You were diagnosed with chronic lymphocytic leukemia (CLL) in 2005. What was your prognosis? It’s a terminal, incurable, but manageable disease. You live with it; then you die with it. At the time there was also the potential that I could take part in a vaccine study at Oregon Health & Science University. With blood cancer, it’s throughout your entire body, so all you have is chemo to go after it with. That’s why clinical trials are really important to trying to unlock some of the keys for leukemia. Dr. Brian Druker, who’s at OHSU, developed Gleevec, which is a miracle drug [used to treat other forms of leukemia]. So I was excited.
But your insurance company didn’t want to pay for the routine care involved with the trial? A sponsoring corporation usually pays for the drug, but what has to be paid for is standard care costs. That meant getting my blood monitored every three months. My insurance said they’d cover it, but when OHSU contacted them, they said, “We don’t cover clinical trials.” I called my lawyer and he told me to start taping my conversations. I told my insurer, “I have a recorded phone conversation where you said you’d cover it, so I’m gonna go ahead.” But then OHSU decided that not only would they deny me entry into the trial, if I submitted the claims I’d be held financially responsible.

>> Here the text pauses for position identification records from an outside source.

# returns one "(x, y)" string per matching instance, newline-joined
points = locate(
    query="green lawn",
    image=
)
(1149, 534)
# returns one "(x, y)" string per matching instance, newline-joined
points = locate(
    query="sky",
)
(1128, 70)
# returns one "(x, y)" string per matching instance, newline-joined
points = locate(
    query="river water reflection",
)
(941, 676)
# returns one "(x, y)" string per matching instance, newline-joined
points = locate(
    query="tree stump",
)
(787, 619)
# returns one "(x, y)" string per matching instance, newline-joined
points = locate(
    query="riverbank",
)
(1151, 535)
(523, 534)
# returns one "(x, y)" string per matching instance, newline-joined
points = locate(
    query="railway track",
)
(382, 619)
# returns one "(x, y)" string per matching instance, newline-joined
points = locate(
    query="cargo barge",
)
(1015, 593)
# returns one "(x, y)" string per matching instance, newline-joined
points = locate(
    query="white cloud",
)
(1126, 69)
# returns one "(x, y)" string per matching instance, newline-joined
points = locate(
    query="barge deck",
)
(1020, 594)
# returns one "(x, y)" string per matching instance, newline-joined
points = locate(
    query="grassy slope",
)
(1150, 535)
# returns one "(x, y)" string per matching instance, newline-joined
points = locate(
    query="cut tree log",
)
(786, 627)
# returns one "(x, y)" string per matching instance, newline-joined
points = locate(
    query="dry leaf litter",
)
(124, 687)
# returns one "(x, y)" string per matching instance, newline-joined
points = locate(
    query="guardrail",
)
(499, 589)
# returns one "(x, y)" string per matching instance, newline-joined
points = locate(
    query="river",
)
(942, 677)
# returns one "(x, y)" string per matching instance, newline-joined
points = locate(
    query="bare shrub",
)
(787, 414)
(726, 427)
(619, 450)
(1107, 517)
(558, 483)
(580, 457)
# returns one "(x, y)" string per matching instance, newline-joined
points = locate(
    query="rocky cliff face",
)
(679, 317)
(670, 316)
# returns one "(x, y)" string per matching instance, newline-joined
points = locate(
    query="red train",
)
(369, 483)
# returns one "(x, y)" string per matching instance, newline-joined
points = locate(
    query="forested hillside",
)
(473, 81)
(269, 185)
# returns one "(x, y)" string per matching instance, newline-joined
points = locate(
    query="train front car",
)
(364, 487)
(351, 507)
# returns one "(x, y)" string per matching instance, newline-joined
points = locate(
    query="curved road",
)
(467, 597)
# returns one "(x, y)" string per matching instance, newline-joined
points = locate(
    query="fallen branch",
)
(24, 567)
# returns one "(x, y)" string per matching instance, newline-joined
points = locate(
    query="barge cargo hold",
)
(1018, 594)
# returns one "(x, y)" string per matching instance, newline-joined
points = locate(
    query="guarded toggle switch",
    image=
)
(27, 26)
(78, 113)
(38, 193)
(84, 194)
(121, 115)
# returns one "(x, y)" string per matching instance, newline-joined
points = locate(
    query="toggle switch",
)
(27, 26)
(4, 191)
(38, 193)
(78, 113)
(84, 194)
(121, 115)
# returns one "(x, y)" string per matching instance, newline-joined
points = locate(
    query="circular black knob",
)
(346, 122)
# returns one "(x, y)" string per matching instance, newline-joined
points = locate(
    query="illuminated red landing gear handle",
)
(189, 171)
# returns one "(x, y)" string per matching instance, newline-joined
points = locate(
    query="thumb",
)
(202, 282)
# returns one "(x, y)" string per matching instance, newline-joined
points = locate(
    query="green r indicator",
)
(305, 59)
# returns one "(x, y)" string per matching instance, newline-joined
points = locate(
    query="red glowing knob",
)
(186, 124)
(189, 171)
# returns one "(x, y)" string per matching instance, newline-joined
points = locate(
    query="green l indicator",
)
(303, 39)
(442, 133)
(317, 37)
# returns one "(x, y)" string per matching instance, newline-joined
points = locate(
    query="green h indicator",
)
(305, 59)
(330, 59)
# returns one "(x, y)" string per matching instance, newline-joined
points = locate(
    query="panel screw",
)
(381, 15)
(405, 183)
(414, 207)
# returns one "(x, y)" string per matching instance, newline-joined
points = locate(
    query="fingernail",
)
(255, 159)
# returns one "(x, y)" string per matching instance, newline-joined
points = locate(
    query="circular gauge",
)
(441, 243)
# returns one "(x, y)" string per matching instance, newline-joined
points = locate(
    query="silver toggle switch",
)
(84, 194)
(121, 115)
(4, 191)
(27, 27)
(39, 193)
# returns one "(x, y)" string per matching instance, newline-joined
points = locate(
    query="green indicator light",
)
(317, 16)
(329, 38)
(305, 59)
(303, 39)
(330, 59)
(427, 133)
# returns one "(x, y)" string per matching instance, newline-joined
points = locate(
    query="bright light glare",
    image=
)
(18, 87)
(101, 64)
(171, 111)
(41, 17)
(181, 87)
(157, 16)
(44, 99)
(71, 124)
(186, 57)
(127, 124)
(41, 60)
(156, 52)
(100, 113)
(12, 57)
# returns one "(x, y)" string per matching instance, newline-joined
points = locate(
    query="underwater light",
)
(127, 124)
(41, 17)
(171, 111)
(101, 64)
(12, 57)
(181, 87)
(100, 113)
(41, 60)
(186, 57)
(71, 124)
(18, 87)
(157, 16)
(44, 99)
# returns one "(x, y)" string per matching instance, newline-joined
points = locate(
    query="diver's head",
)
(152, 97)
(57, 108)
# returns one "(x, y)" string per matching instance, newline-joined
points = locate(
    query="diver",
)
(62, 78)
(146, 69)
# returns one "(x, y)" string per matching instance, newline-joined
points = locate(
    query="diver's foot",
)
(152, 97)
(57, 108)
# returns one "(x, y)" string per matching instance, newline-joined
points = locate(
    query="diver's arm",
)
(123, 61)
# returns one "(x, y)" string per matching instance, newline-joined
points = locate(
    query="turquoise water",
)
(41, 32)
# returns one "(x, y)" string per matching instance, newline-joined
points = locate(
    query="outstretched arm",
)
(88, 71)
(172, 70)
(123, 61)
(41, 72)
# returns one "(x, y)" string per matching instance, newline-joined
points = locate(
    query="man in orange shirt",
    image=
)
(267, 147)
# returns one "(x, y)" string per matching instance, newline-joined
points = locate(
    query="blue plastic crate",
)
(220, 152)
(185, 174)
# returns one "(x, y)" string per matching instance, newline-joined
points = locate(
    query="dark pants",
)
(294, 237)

I told OHSU, “Bring it on. If I’m going to die, I don’t need my retirement account.”
So during all this back-and-forth with your insurer, your cancer was growing and not being treated? My cancer is slow-growing, so I had time to wait. But with something aggressive like lung cancer or breast cancer, you don’t have two or three weeks.
Are insurers saving money by denying clinical trial claims? The National Cancer Institute has done the analysis. There is absolutely no additional cost to the standard treatment when the patient is in a clinical trial—it’s a cost-neutral situation.
And you’ve been trying to get standard care covered while dealing with your own cancer? Yeah. The thing is, the typical factors for CLL include being a 65-year-old, white, fat person with high cholesterol who’s been exposed to farm chemicals. As you may have noticed, that’s not me. The only factor I had was stress, which only increases when you add insurance problems.
You’ve taken the cause from your living room to the State Legislature. How did you gain such impressive momentum? I don’t think it’s me; I just think the time was right. I called everyone, and I’ve been able to pull together a really effective coalition. Ryan Deckert, a former state senator, is an acquaintance of mine. From there I contacted Senate majority leader Richard Devlin; Dr. Gary Chiodo, an OHSU ethics officer; Dr. Craig Nichols, the head of Providence Cancer Center; a lobbyist for the American Cancer Society. I’m not shy about getting up in front of the State Legislature and saying, “Yeah, this happened to me, and it isn’t a good thing.”
So you’ve got one final push ahead of you. How are you holding up? The good news is if I’m not feeling well and I’m presenting in front of the Legislature, I’ve got an oncologist right next to me, one of the top in the state. If I go down, he’s right there. I travel well.